Why is al-Assad still standing?
One of the first meaningless questions asked in light of the events in Syria is the question, “Why is Assad still standing?” Had Zine El Abidine Ben Ali resisted the uprisings in Tunisia by ordering his police and military forces to shed blood, we probably would not be talking about a Tunisian revolution today. What made Ben Ali to leave the country quietly was a combination of a few factors, such as Tunisia’s relative size and that the incumbent administration consisted mostly of Ben Ali’s family members.
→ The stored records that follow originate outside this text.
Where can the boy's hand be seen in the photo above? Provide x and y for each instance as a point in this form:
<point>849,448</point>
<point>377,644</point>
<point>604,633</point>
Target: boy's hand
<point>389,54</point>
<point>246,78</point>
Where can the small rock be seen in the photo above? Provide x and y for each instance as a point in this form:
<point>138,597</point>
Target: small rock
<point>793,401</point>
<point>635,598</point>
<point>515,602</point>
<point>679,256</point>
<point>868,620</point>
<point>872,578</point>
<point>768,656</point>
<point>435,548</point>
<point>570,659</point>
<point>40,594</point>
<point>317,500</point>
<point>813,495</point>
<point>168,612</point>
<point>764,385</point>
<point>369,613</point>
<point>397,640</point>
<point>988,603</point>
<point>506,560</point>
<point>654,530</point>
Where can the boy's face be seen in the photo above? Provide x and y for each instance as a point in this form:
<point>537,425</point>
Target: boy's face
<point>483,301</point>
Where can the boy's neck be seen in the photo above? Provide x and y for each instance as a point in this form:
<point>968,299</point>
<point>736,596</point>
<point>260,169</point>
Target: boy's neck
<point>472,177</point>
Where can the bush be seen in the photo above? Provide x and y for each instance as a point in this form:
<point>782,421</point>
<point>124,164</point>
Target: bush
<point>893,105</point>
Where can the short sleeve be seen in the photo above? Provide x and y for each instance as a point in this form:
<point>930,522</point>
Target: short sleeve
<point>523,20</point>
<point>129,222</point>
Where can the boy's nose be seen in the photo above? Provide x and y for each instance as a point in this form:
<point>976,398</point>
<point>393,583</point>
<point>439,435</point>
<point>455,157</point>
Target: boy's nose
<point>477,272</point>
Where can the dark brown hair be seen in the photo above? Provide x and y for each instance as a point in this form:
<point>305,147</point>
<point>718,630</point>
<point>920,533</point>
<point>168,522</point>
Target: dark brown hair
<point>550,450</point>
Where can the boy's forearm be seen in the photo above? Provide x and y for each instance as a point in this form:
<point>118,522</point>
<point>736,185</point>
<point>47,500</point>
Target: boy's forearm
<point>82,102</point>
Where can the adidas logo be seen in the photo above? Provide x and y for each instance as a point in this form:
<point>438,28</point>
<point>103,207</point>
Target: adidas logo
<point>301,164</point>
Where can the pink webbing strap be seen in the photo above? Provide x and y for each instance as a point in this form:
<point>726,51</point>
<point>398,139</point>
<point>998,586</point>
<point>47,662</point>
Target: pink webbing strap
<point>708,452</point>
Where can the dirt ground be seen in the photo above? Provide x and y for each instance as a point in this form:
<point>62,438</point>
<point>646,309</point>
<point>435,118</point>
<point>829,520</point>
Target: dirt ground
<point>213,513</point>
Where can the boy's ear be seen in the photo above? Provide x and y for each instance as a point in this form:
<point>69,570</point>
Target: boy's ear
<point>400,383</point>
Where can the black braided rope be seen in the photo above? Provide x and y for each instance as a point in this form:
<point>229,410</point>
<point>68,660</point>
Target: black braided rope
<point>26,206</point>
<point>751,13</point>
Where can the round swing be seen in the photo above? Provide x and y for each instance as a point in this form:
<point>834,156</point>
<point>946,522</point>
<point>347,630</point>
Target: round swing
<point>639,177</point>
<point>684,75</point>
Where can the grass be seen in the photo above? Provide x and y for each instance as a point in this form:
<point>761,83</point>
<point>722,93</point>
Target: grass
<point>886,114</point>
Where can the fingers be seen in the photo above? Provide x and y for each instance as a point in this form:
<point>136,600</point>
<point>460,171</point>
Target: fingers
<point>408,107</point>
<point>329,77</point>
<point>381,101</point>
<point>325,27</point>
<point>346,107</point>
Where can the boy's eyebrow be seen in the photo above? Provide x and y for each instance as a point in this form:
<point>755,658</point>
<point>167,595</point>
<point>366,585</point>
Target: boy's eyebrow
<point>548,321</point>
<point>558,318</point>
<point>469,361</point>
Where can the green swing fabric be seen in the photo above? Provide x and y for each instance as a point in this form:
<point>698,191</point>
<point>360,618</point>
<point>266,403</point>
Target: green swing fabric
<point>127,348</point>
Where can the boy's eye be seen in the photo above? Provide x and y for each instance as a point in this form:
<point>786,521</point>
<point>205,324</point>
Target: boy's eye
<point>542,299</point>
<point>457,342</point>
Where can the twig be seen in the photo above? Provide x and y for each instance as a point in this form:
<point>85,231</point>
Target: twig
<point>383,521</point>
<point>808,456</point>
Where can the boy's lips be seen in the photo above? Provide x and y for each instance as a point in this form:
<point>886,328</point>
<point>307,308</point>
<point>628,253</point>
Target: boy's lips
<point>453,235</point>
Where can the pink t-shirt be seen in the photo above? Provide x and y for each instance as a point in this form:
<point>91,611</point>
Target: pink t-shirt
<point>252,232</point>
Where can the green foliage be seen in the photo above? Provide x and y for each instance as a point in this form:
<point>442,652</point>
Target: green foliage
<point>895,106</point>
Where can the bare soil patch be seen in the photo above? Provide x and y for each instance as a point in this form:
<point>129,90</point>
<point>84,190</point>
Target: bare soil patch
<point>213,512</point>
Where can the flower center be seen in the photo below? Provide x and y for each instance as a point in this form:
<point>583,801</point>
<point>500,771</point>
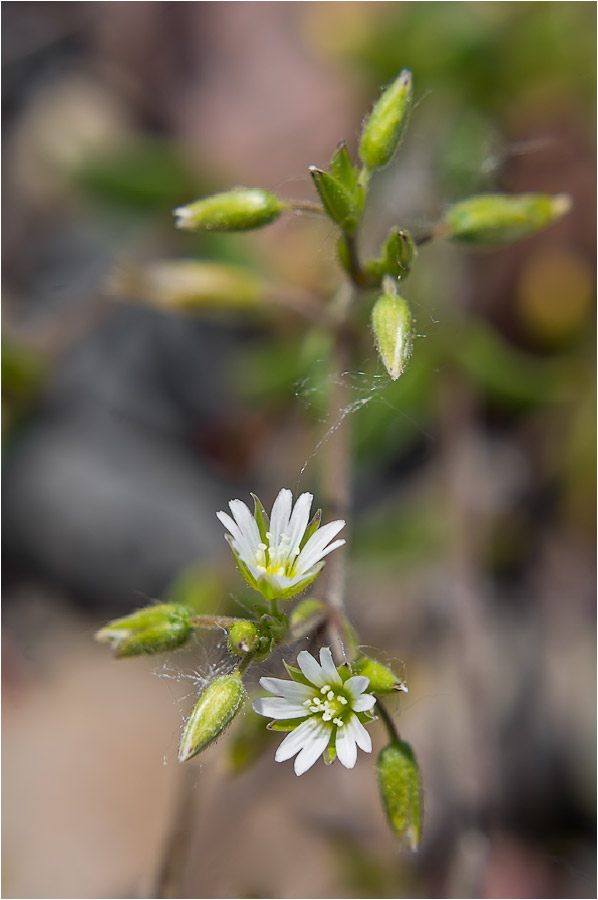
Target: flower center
<point>276,559</point>
<point>331,706</point>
Had Hosni Mubarak resisted stepping down in the Egyptian revolution by deploying the police and military forces, a lot of blood would have been shed, but the uprisings would have been suppressed. In Egypt, the established order did not perceive the revolutions as a change of regime. It believed that even after Mubarak had stepped down, the military-judiciary tutelage regime would hold onto to its power against the “new actors.” Moreover, the fact that the Egyptian military lacked a constituent ideology allowed the uprisings to be easily suppressed.
Libya was different in that the system was based on a rather unique socio-economic and political structure. Col. Moammar Gadhafi wanted to squash the uprisings viciously. The external interventions in the events contributed to the collapse of Gadhafi’s family regime, which already lacked a state structure. The last stop of the Arab uprisings was Syria, which was governed by the notoriously totalitarian Baath regime which, in turn, was managed by a sectarian family administration. The only reason the Syrian Baath regime is still standing today is that they have accepted the risk of running the whole country into the ground. Had Mubarak and Ben Ali risked the same kind of destruction, they probably could have stayed in power a little longer at the cost of Egypt and Tunisia, respectively. That is to say, the Bashar al-Assad regime is still standing in 2013, not because it is strong, but because it has risked the complete destruction of Syria.
Having lost its hold on the majority of the country, the al-Assad regime is now ensconced in Damascus. This intensified military presence may give the false impression that the Baath regime is gaining its strength back. In fact, the current situation is exactly the opposite -- the recoiling al-Assad regime has gathered in a smaller area. Thus, the opposition forces are now forced to govern the majority of the country without a proper state structure and organization.
Another important reason why al-Assad can still stand is the continued support from Russia and Iran who, like the Baath regime, accept the political and geopolitical cost of their support. It has to be said that today Russia and Iran’s foreign policy toward Syria are just as rational and risky as Gadhafi and al-Assad’s decisions were to stay. To offer support to the al-Assad regime meant accepting the cost of retreating from the Middle Eastern geopolitical scene almost entirely. Russia and Iran have, in fact, made the most absurd investment in recent years.